I also learned several other useful things from the mockup. The first is that the land area change isn’t terribly obvious, partly because of the area scaling, and partly because of the gradual changes over time. Not surprisingly, it’s also difficult to know which kind of change to pay attention to, especially since they happen in multiple directions at the same time (the population bar grows to the right, land area to the upper left, crowding stays the same but the spots move, and the food bars grow down). I thought that this was likely to be a problem before I programmed it, but I also wanted to get a sense of what the different variable changes looked like side by side.

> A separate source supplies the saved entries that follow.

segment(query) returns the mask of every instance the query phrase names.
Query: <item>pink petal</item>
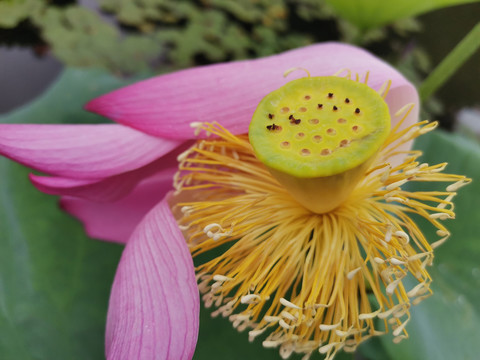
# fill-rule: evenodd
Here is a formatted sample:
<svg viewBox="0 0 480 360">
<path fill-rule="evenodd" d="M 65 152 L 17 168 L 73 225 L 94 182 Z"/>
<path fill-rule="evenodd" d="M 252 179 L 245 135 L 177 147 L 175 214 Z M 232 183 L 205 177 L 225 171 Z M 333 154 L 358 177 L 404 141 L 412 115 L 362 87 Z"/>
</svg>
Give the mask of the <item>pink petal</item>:
<svg viewBox="0 0 480 360">
<path fill-rule="evenodd" d="M 166 200 L 129 240 L 107 317 L 108 360 L 186 360 L 195 349 L 199 296 L 192 258 Z"/>
<path fill-rule="evenodd" d="M 128 195 L 142 180 L 154 174 L 164 178 L 171 185 L 173 175 L 178 170 L 162 157 L 140 169 L 111 176 L 103 180 L 70 179 L 64 177 L 38 176 L 30 174 L 30 180 L 40 191 L 50 195 L 73 196 L 95 202 L 112 202 Z M 165 168 L 165 166 L 170 166 Z"/>
<path fill-rule="evenodd" d="M 115 202 L 65 196 L 60 204 L 84 224 L 90 237 L 126 243 L 143 217 L 172 189 L 172 170 L 164 170 L 143 181 L 133 192 Z"/>
<path fill-rule="evenodd" d="M 312 76 L 332 75 L 342 68 L 370 71 L 369 85 L 379 89 L 392 80 L 391 94 L 418 104 L 415 88 L 399 72 L 357 47 L 325 43 L 257 60 L 238 61 L 158 76 L 103 95 L 87 109 L 155 136 L 193 138 L 192 122 L 217 121 L 231 132 L 246 133 L 260 100 L 286 82 L 306 76 L 292 67 L 308 69 Z M 391 99 L 392 96 L 389 97 Z M 400 105 L 395 104 L 395 112 Z M 418 115 L 418 113 L 417 113 Z M 412 114 L 409 121 L 417 121 Z"/>
<path fill-rule="evenodd" d="M 0 154 L 68 178 L 101 179 L 137 169 L 179 144 L 116 124 L 0 125 Z"/>
</svg>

Another issue was that the degraded land area is only available for a single year, and actually represents the amount of change over an interval of years, rather than the total final amount. And, as I knew from earlier experimentation, the land use area boxes pop in and out, depending on whether or not data is available for a particular year. Most of these are known issues, but it was helpful to see how the different pieces functioned together, and helped me to get a better sense of what I’m trying to show. The good news is that I think I can fit these different components onto the screen; the bad news is that the changes aren’t really visible yet. In the final version, I plan to show a static version for the front page, showing all of the variables for a recent year where there is complete data, and to reserve the time sliders for the simpler variable-by-variable comparisons in the second and third page.

I started adding radio buttons and checkboxes for the second page this morning, and Branden is reshaping the data file for me to simplify sorting and indexing, which should simplify the code and improve the page loading time and update speed. I split everything up into separate update and draw functions, and started adding tracker variables to check which user inputs are selected for the different modes. I also made different positioning options for the different modes, so that the visualizations can rearrange themselves from one organization to the next, depending on which mode they’re in. Next, I need to connect these different drawing and update functions to the compare button, and make sure that they play nicely together. From there, it should be fairly simple to add the longitudinal plots and the dynamic bars for the final page. Hopefully in the end I’ll have a multivariate viewing system that can help to guide viewers through their explorations of the data story.